Summary

This national report provides an overview of assistance given to clients and their accompanying children by in-scope government-funded specialist homelessness agencies during the 2008–09 financial year. This national report is complemented by state and territory supplementary reports.

The funding to the specialist homelessness agencies covered by this report was provided under the Supported Accommodation Assistance Program (SAAP) from 1 July 2008 to 31 December 2008 and then under the National Affordable Housing Agreement (NAHA) from 1 January 2009 to 30 June 2009. Funding for the National Partnership Agreement on Homelessness (NPAH), which supports the NAHA, did not commence until 1 July 2009. As such, no services funded under NPAH are included in this report.

Data for this report are sourced from the SAAP National Data Collection. Readers should recognise that the changed arrangements implemented midway through the 2008–09 reporting year may affect comparisons with previous years (see Chapter 1). The development and implementation of new services under the revised arrangements has been ongoing. It is not possible to quantify the extent to which services changed or new services were added in the first 6 months of operation of the NAHA, although it is known that these were not extensive. That is, the majority of existing services under SAAP continued.

Changes over time

Figure 1 presents the number of support periods and clients over the 13 years of the SAAP National Data Collection. The number of support periods provided that were in scope of the collection decreased from 220,300 in 2007–08 to 212,400 in 2008–09. The number of clients has remained relatively steady over the same period (125,600 to 125,800).

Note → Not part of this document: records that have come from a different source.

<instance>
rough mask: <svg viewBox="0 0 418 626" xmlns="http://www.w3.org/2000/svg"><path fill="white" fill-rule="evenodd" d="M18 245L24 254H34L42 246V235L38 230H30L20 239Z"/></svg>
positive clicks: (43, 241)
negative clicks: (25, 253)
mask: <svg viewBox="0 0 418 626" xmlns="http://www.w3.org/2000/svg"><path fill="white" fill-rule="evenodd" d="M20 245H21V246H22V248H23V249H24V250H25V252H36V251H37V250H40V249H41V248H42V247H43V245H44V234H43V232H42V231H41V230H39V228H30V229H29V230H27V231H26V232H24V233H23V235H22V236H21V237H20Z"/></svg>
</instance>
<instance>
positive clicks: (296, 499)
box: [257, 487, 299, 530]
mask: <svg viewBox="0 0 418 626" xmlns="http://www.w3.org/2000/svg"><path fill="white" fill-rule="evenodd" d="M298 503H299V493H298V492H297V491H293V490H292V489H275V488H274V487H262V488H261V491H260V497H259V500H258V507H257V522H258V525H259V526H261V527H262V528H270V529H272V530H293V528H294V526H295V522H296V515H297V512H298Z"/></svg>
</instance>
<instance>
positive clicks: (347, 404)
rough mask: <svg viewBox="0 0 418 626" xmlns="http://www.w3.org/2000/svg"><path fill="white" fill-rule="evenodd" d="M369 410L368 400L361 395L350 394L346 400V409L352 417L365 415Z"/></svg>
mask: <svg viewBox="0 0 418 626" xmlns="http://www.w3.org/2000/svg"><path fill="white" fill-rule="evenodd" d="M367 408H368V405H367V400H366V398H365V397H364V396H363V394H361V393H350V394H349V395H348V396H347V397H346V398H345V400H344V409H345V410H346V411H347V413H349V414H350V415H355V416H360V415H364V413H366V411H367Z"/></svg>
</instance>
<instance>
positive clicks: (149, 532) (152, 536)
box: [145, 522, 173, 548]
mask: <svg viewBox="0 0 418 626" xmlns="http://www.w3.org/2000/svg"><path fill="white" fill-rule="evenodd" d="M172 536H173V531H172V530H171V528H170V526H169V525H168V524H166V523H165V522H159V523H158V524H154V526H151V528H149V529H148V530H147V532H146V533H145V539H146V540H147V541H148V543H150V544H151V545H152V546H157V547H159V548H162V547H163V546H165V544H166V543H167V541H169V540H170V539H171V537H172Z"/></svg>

Midway through the 2008–09 financial year, SAAP was discontinued and replaced by the NAHA. This resulted in some changes in the way the jurisdictions administer the agencies. The impact that the changed arrangements had in the first 6 months of operation is not known, but the number of funded agencies and the number of agencies that were required to participate in the collection decreased (funded agencies from 1,562 in 2007–08 to 1,532 in 2008–09 and participating agencies from 1,444 to 1,433). This was a contributing factor in the decrease in the number of support periods in 2008–09.

As a result of the changes, the number of support periods and the estimated number of clients in 2008–09 cannot be directly compared with the number of support periods and clients in 2007–08. This break in the series makes understanding the trends challenging without further analysis.

A future report by the AIHW, planned for July 2010, will present more detailed analysis, providing information on changing trends in the SAAP National Data Collection.

More details on breaks in the time series, including a description of changes to the collection definitions and reporting practices, can be found in Chapter 9.